- Ireland / Afghanistan
- Dates: 20 – 31 August 2018
- Captains: William Porterfield (ODIs) Gary Wilson (T20Is) / Asghar Afghan

One Day International series
- Results: Afghanistan won the 3-match series 2–1
- Most runs: Andrew Balbirnie (132) / Rahmat Shah (94)
- Most wickets: Tim Murtagh (9) / Rashid Khan (8)
- Player of the series: Rashid Khan (Afg)

Twenty20 International series
- Results: Afghanistan won the 3-match series 2–0
- Most runs: Gary Wilson (56) / Hazratullah Zazai (156)
- Most wickets: Peter Chase (4) / Rashid Khan (7)
- Player of the series: Hazratullah Zazai (Afg)

= Afghan cricket team in Ireland in 2018 =

International cricket tour

The Afghanistan cricket team toured Ireland in August 2018 to play three One Day Internationals (ODIs) and three Twenty20 Internationals (T20Is) matches against the Ireland cricket team.
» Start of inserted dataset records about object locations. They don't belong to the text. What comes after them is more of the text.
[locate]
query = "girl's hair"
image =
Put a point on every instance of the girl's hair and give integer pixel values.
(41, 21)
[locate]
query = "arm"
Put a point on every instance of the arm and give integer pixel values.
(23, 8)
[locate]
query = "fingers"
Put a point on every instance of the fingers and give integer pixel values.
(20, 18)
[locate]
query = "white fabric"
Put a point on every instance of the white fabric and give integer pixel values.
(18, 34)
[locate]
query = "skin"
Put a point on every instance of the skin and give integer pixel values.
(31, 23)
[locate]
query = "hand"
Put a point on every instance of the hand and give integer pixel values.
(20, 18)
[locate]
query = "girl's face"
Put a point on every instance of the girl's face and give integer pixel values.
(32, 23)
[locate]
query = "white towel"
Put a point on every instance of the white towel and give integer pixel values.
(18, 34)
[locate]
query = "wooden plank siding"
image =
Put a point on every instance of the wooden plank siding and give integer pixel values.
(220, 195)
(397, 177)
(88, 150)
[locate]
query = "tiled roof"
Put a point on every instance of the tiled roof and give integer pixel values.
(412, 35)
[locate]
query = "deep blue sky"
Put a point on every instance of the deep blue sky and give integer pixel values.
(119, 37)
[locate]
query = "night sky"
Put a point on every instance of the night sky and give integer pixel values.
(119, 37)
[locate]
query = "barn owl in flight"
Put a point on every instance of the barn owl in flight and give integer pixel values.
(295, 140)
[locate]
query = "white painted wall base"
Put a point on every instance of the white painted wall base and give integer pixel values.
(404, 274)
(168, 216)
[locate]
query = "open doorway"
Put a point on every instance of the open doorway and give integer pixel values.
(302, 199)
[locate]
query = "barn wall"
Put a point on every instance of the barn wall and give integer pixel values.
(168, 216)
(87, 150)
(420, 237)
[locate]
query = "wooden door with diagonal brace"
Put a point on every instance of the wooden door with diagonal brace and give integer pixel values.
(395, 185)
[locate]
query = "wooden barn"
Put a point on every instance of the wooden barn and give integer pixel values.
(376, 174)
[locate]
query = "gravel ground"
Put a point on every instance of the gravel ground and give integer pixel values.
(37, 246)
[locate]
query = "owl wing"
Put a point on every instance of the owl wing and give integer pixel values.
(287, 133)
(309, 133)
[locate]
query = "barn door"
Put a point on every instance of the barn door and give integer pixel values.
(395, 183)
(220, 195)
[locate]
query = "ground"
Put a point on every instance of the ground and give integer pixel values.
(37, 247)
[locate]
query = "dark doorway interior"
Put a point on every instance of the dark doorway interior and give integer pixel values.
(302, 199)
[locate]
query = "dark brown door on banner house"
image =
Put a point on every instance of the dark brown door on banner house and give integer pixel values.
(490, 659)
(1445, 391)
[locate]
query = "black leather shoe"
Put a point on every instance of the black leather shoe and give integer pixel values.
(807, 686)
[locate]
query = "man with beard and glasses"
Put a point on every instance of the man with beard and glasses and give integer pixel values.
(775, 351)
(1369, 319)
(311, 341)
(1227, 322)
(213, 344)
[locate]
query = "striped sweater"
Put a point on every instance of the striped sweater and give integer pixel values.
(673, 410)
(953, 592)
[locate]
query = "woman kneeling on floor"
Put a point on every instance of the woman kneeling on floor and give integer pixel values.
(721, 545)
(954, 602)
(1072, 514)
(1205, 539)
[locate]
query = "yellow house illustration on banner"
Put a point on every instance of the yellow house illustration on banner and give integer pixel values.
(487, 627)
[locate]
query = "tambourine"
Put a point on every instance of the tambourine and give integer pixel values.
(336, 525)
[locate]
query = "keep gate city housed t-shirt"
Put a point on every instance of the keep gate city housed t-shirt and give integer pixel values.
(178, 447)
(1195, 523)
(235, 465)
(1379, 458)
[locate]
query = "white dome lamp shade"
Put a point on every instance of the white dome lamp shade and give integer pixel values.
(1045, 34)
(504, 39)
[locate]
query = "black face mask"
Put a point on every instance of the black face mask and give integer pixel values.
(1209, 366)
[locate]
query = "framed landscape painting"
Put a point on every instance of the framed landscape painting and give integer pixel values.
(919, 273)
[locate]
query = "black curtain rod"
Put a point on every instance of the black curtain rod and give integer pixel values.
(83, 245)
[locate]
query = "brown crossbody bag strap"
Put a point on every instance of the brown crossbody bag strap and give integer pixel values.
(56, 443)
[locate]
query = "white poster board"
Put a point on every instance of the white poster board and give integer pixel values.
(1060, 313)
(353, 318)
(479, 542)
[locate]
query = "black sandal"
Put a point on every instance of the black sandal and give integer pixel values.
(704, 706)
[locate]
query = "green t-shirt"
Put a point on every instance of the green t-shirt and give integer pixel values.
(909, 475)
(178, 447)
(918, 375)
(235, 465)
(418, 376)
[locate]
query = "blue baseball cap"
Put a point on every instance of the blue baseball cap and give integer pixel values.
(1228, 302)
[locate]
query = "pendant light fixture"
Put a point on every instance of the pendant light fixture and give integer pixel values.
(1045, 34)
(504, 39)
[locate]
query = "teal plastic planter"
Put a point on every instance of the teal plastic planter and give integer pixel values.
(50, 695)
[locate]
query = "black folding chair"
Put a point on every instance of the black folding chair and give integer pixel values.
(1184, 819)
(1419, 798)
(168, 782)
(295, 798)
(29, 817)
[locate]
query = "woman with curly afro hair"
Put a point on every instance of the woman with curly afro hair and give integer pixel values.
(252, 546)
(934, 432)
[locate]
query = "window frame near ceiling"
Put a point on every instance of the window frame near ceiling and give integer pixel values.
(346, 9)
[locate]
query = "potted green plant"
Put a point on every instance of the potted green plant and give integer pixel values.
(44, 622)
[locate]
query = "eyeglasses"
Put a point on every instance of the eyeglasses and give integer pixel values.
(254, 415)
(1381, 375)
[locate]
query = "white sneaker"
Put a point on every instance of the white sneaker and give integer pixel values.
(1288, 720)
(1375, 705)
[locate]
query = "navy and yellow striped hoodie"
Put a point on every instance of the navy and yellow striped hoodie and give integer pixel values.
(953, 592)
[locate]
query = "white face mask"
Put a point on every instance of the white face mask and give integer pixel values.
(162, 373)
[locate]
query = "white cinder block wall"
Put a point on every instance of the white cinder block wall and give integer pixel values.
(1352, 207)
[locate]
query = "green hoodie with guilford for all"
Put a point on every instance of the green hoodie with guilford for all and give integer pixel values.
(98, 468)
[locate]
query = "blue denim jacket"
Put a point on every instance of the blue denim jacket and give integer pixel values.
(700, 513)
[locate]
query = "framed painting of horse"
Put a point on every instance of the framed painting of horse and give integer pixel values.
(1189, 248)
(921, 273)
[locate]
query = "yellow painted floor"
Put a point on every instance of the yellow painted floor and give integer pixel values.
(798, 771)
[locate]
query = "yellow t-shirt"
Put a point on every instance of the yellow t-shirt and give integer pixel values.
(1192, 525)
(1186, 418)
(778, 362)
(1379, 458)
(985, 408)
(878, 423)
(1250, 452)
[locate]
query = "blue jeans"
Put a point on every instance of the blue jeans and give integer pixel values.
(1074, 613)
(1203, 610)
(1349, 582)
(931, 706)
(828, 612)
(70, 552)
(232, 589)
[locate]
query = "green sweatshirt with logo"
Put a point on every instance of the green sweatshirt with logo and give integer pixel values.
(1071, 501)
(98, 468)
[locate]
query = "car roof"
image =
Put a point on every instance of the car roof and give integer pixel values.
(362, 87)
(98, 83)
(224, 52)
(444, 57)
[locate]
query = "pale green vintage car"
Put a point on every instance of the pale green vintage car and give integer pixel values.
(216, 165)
Afghanistan won the T20I series 2–0, after the third match was abandoned due to overnight rain and a wet outfield. Afghanistan won the ODI series 2–1.

The second match of the ODI series was the 100th ODI to be played by Afghanistan. In the same match, Mohammad Nabi became the first cricketer for Afghanistan to play in 100 ODIs.

==Squads==

| ODIs |  | T20Is |  |
|---|---|---|---|
| Ireland | Afghanistan | Ireland | Afghanistan |
| William Porterfield (c); Andrew Balbirnie; Peter Chase; David Delany; George Dockrell; Tyrone Kane; Josh Little; Andy McBrine; Tim Murtagh; Kevin O'Brien; Niall O'Brien; Boyd Rankin; James Shannon; Simi Singh; Paul Stirling; Gary Wilson; | Asghar Afghan (c); Javed Ahmadi; Aftab Alam; Ihsanullah; Rashid Khan; Wafadar Momand; Mohammad Nabi; Gulbadin Naib; Shafiqullah (wk); Rahmat Shah; Hashmatullah Shahidi; Mohammad Shahzad (wk); Sayed Shirzad; Samiullah Shinwari; Mujeeb Ur Rahman; Dawlat Zadran; Najibullah Zadran; Hazratullah Zazai; | Gary Wilson (c); Andrew Balbirnie; Peter Chase; David Delany; George Dockrell; Tyrone Kane; Josh Little; Andy McBrine; Kevin O'Brien; William Porterfield; Boyd Rankin; James Shannon; Simi Singh; Paul Stirling; Stuart Thompson; | Asghar Afghan (c); Fareed Ahmad; Aftab Alam; Mirwais Ashraf; Usman Ghani; Rashid Khan; Mohammad Nabi; Gulbadin Naib; Shafiqullah; Mohammad Shahzad (wk); Samiullah Shinwari; Mujeeb Ur Rahman; Najibullah Zadran; Hazratullah Zazai; |

After the initial players were selected, Tyrone Kane was added to Ireland's squads as bowling cover. Josh Little replaced David Delany in Ireland's squad for the third ODI.